De tes nombreuses collaborations, Porter Records a récemment tiré une compilation, The Torrid. Ces collaborations remettent-elles ç chaque fois en question ton approche musicale ? Si tu détailles le livret de cet album, tu remarqueras que je ne joue pas deux fois dans la même combinaison. Bien sûr, ce serait plus simple de répéter éternellement la même chose, mais souvent l’option la plus confortable est loin d’être la bonne… Je crois qu’il est impératif de prendre quelques risques si l’on veut découvrir quelque chose de neuf et d’intéressant. Lorsque tu collabores, tu as des choix à faire et tu dois évidemment écouter ce que joue celui qui est à tes côtés et tisser à partir de là, sans quoi collaborer ne sert à rien. Le résultat est donc ce qui sort de cette combinaison, toujours différente, qui tient un peu de la chimie. En conséquence, cela a un impact sur ta propre musique même s’il est assez difficile de réussir à prédire leurs effets.

Avec Aaron Moore, par exemple, tes échanges ont accouché de deux disques : Brokebox Juke et Courtis/Moore. C’est un travail un peu à part dans ta discographie, d’un atmosphérique expérimental qui change… Courtis/Moore est un disque qui date de 2010 et contient des travaux enregistrés l’année d’avant lors de concerts… En quelque sorte on peut dire que c’est un live dont Aaron a sélectionné les parties les moins évidentes afin que ce disque sonne différemment du premier. C’est toujours très drôle de tourner avec lui, nous ne parlons pas beaucoup avant les concerts, nous jouons tout simplement, tout se passe assez naturellement.

Pogus a, il y a quelques années, publié certains de des travaux sur bandes… Ces expériences changent-elles quelque chose à ton « langage musical » ? C'est une compilation de travaux sur bandes qui datent des années 90. Se servir d’un magnétophone, d’une guitare ou d’un autre instrument, peut changer les choses mais seulement jusqu’à un certain point – sur ce disque, on trouve des guitares enregistrées sur les bandes en question –, je pense en effet que le processus musical l’emporte sur les moyens techniques.

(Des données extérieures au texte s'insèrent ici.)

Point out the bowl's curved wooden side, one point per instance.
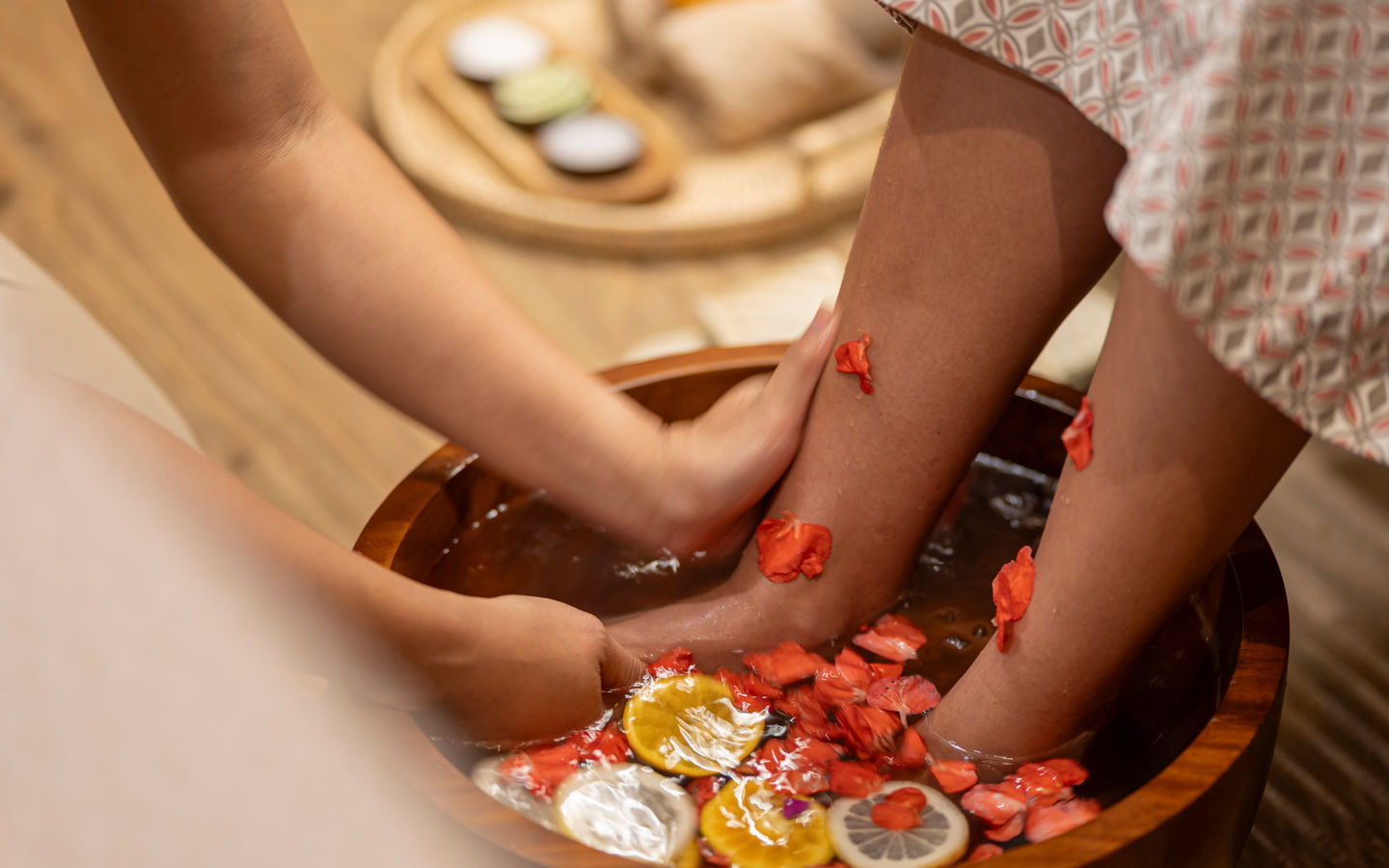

La musique charrie une sorte de langage non verbal mais tout ça reste assez mystérieux, le musicien peut se transformer en véritable « médium » ; à partir de là, il est difficile de dire qui dit quoi à qui…
 
Ce langage a-t-il affaire avec le silence autant qu’avec les bruits ? Je dirais que ce n’est que la partie émergée de l’iceberg…

Anla Courtis, propos recueillis en janvier 2012.